Which factory method runs tasks one at a time, in order?
- newFixedThreadPool(1)
- newCachedThreadPool()
- newSingleThreadExecutor()
- newScheduledThreadPool(2)
Answer: newSingleThreadExecutor(). newSingleThreadExecutor() uses exactly one thread, running tasks sequentially in submission order.
Why prefer future.get(5, TimeUnit.SECONDS) over the no-argument get()?
- It is faster
- The no-arg get() waits forever, so a stuck task can freeze your program
- The timeout version returns null
- There is no difference
Answer: The no-arg get() waits forever, so a stuck task can freeze your program. future.get() with no timeout blocks indefinitely. The timeout overload throws TimeoutException instead of hanging forever.

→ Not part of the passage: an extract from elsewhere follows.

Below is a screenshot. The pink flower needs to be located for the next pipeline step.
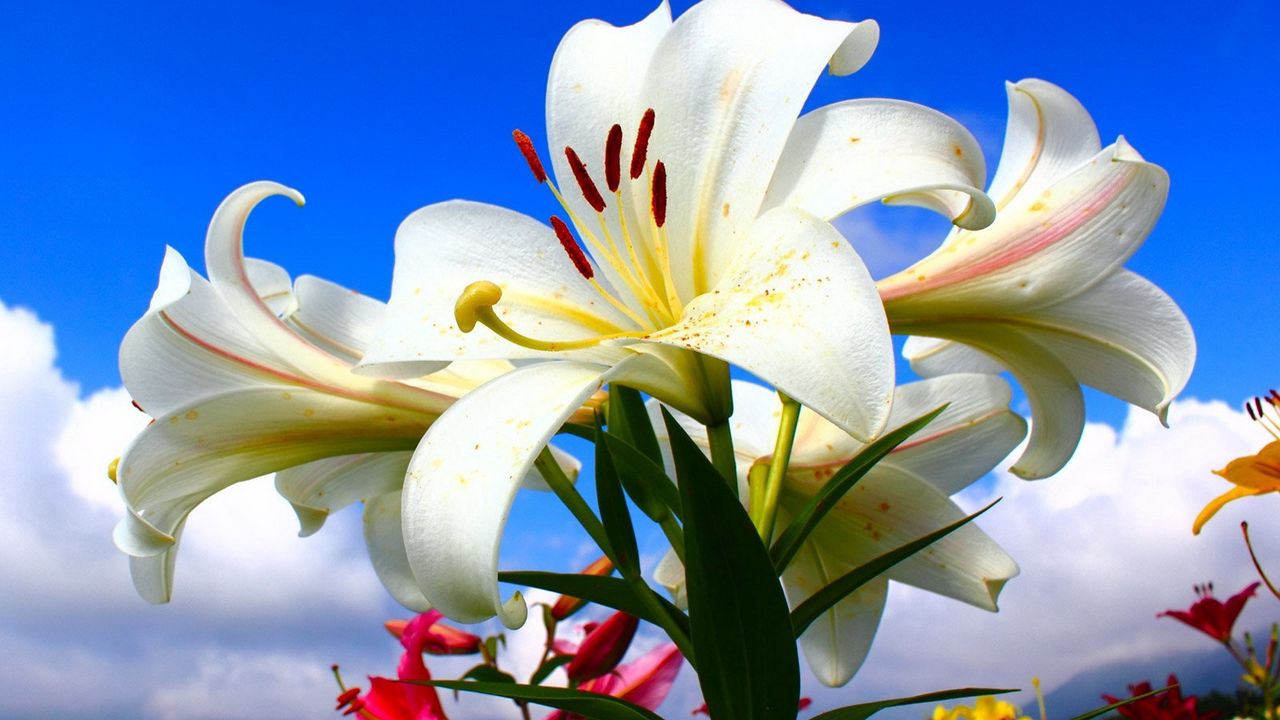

Why build a ThreadPoolExecutor instead of using newFixedThreadPool?
- It is shorter to write
- It runs without threads
- It disables the queue
- It lets you set a bounded queue and a rejection policy to prevent OutOfMemoryError
Answer: It lets you set a bounded queue and a rejection policy to prevent OutOfMemoryError. newFixedThreadPool uses an UNBOUNDED queue that can grow until OOM. A custom ThreadPoolExecutor lets you bound the queue and add a policy like CallerRunsPolicy.
What does CallerRunsPolicy do when the queue is full?
- Drops the task silently
- Makes the submitting thread run the overflow task, creating backpressure
- Throws immediately
- Doubles the pool size
Answer: Makes the submitting thread run the overflow task, creating backpressure. CallerRunsPolicy runs the overflow task on the caller's thread, slowing the producer and creating natural backpressure that keeps a busy server alive.
For CPU-bound work, how should you size a fixed thread pool?
- Always 1000 threads
- As many as possible
- Roughly the number of CPU cores (availableProcessors())
- Exactly 2
Answer: Roughly the number of CPU cores (availableProcessors()). Size to Runtime.getRuntime().availableProcessors(). More threads than cores just adds context-switching overhead without doing more real work.